September 21st, 2021

     CCL President Robert S. Peck told an en banc panel of 17 judges in the Fifth Circuit that the application of an "at-home" requirement as a matter of due process renders Federal Rule of Civil Procedure 4(k)(2) a nullity and unconstitutional in all its applications during oral argument in Douglass v. NYK Line. A federal district court in New Orleans had thrown the case out because it held that a 2016 precedent in that circuit had added the "at-home" requirement. After a panel upheld the ruling based on that precedent but urging the Court to rehear the case to reconsider the 2016 ruling, the court granted a petition to rehear en banc to do just that.

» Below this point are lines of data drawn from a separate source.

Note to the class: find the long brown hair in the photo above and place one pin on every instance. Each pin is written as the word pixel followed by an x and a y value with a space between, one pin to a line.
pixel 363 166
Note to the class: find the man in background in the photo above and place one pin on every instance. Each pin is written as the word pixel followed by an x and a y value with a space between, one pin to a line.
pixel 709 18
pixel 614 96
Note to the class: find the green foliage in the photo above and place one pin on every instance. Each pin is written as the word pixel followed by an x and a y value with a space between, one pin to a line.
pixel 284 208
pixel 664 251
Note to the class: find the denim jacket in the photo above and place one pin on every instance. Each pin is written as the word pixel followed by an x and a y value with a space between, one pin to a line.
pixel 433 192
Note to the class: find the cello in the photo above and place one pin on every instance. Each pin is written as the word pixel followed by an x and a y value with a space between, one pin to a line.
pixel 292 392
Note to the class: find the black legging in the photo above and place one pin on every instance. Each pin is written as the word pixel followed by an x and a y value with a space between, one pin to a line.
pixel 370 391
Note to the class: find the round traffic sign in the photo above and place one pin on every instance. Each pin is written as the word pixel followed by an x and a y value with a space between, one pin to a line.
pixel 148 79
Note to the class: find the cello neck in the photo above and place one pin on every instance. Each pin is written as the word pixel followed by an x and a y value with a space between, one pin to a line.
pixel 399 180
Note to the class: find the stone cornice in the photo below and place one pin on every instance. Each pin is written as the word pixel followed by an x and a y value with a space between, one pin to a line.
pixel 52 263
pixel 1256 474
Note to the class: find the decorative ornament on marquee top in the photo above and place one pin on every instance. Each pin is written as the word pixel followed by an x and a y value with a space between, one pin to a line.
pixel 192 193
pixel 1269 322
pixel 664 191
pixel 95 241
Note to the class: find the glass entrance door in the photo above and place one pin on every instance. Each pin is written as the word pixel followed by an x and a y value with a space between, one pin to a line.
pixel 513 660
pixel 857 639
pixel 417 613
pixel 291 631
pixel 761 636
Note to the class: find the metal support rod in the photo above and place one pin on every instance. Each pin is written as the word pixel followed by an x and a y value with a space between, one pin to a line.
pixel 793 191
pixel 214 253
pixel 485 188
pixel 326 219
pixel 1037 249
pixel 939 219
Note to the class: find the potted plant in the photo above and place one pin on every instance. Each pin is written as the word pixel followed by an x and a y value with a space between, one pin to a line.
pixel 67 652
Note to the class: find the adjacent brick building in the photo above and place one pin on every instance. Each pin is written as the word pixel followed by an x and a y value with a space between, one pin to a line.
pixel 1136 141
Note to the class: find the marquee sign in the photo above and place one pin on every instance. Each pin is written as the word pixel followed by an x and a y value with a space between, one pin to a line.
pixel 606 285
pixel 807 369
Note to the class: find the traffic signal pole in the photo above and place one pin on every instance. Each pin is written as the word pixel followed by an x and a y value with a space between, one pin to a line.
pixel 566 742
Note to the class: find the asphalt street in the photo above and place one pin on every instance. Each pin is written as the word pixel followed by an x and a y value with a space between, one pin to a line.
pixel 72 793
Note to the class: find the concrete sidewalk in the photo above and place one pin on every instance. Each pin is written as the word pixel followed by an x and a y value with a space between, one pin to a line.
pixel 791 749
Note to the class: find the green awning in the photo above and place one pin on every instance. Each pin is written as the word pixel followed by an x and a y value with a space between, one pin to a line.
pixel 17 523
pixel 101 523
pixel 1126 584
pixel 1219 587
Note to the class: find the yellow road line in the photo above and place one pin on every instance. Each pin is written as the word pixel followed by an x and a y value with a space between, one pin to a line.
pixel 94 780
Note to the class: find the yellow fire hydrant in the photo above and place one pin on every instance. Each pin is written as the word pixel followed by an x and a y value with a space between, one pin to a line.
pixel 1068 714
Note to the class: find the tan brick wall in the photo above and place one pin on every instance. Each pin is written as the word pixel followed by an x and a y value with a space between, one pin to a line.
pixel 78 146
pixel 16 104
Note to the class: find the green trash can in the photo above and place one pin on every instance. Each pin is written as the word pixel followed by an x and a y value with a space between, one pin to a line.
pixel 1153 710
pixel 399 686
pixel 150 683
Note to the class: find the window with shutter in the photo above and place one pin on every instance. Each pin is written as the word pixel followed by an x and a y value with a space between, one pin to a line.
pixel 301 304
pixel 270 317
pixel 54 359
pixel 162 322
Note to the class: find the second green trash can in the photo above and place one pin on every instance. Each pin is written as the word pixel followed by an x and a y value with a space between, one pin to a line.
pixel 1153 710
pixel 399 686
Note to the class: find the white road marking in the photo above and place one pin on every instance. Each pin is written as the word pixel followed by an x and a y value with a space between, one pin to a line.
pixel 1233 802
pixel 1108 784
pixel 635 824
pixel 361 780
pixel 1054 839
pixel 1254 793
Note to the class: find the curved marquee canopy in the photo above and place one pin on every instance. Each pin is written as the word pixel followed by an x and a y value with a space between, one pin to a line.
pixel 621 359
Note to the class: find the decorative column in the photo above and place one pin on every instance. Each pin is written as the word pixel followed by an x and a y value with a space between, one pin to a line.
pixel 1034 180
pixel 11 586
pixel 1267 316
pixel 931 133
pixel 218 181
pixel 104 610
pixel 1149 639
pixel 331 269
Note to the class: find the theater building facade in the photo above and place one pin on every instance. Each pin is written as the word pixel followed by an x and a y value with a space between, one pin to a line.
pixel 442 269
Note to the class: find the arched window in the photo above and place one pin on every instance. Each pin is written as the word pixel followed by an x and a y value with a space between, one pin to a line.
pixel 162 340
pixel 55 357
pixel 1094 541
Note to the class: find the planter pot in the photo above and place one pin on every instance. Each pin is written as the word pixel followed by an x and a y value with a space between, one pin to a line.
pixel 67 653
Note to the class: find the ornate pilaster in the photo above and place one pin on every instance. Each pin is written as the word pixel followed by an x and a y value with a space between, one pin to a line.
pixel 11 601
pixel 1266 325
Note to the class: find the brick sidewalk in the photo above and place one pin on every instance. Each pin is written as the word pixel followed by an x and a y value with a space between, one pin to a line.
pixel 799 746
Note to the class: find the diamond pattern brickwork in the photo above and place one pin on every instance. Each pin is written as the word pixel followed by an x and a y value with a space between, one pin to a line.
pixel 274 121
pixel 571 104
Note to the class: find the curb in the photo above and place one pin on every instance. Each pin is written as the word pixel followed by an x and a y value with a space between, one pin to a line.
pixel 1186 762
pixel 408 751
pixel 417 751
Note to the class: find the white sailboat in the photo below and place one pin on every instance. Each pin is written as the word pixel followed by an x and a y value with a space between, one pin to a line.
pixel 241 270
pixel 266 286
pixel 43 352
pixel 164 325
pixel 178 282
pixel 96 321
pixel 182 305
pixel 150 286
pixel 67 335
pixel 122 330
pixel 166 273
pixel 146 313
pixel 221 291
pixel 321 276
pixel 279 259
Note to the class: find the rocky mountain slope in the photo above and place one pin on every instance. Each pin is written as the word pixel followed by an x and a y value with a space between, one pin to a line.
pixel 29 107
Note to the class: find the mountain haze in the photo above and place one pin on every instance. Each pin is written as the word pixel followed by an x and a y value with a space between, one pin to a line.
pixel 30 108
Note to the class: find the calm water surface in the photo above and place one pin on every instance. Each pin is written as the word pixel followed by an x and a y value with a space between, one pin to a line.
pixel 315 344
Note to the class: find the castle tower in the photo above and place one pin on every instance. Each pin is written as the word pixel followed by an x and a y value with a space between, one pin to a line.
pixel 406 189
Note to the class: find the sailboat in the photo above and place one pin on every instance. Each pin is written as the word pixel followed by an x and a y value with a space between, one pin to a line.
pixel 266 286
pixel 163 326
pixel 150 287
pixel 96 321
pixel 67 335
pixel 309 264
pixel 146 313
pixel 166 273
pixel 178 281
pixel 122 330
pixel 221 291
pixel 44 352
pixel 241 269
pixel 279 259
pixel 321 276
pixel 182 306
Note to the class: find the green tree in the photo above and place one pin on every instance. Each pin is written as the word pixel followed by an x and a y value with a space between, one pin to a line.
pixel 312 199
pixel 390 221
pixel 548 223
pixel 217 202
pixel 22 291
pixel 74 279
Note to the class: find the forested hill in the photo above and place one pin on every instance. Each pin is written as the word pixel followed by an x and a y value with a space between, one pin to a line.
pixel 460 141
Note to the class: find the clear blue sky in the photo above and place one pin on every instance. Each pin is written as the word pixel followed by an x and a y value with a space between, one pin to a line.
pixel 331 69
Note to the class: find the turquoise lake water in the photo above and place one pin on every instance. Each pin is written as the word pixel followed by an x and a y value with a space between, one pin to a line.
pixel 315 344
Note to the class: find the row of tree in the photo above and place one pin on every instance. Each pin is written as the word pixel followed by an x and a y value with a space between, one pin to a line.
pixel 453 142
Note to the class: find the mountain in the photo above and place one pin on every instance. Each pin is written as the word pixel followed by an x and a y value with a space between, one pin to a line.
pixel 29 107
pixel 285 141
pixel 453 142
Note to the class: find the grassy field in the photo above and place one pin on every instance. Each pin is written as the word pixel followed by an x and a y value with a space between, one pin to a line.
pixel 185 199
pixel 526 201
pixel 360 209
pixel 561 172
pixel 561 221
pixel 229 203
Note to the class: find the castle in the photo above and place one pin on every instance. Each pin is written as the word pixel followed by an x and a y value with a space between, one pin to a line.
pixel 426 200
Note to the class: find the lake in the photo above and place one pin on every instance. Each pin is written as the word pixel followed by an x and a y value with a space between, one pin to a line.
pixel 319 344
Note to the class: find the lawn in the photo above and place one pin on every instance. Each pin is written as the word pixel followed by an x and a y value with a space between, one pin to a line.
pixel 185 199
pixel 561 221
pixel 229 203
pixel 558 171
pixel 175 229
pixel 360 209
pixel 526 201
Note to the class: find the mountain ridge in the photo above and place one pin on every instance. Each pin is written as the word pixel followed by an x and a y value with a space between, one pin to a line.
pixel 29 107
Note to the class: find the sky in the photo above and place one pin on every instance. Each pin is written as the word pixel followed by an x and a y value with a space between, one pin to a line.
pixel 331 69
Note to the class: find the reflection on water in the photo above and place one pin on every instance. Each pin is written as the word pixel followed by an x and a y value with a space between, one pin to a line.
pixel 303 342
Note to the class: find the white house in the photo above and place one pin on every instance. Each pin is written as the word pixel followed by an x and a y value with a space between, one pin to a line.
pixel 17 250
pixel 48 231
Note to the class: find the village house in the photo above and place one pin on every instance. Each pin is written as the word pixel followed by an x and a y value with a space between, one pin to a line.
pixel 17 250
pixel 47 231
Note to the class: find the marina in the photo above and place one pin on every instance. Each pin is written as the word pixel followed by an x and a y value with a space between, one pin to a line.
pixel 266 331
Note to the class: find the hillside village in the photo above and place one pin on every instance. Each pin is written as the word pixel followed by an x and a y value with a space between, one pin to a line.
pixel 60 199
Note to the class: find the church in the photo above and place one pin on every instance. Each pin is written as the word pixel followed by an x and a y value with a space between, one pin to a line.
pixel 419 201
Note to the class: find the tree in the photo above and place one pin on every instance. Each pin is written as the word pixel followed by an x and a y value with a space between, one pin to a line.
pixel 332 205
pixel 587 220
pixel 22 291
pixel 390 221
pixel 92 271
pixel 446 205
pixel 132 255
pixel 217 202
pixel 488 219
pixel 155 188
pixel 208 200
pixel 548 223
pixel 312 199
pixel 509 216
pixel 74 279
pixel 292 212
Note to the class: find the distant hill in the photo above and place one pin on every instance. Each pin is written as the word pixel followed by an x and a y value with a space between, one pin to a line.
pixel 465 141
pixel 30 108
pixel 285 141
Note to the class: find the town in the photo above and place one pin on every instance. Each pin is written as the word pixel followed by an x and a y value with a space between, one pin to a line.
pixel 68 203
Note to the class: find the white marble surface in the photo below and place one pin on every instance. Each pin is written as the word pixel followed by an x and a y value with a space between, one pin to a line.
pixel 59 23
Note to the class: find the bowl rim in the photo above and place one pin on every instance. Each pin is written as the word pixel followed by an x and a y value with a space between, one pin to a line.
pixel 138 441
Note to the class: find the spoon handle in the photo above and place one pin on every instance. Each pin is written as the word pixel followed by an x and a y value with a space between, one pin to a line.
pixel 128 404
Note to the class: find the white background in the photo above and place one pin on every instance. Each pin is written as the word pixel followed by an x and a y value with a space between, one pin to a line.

     The case arose after a larger container ship operated by a Japanese company struck a U.S. Navy destroyer in the Sea of Japan, resulting in the deaths of seven U.S. sailors and injuries to 40 others. Representing the injured parties, along with the Koonz McKinney law firm of Washington, DC, Peck explained that Rule 4(k)(2) was adopted, with the agreement of the Supreme Court and the Congress, to address precisely these situations. It provides federal personal jurisdiction over defendants in federal causes of action where no state court can assert jurisdiction over the parties. To satisfy due process, all that is required are sufficient continuous and substantial contacts on a national basis, Peck said. However, no defendant can be "at home" in the United States and still not be subject to state-court jurisdiction.

    Peck further argued that the rule has especially important application in admiralty cases, like this one, where U.S. courts have exercised jurisdiction over the course of more than two centuries as a function of international law applicable to maritime nations. 

    The case now is under advisement, awaiting decision by the 17-judge court.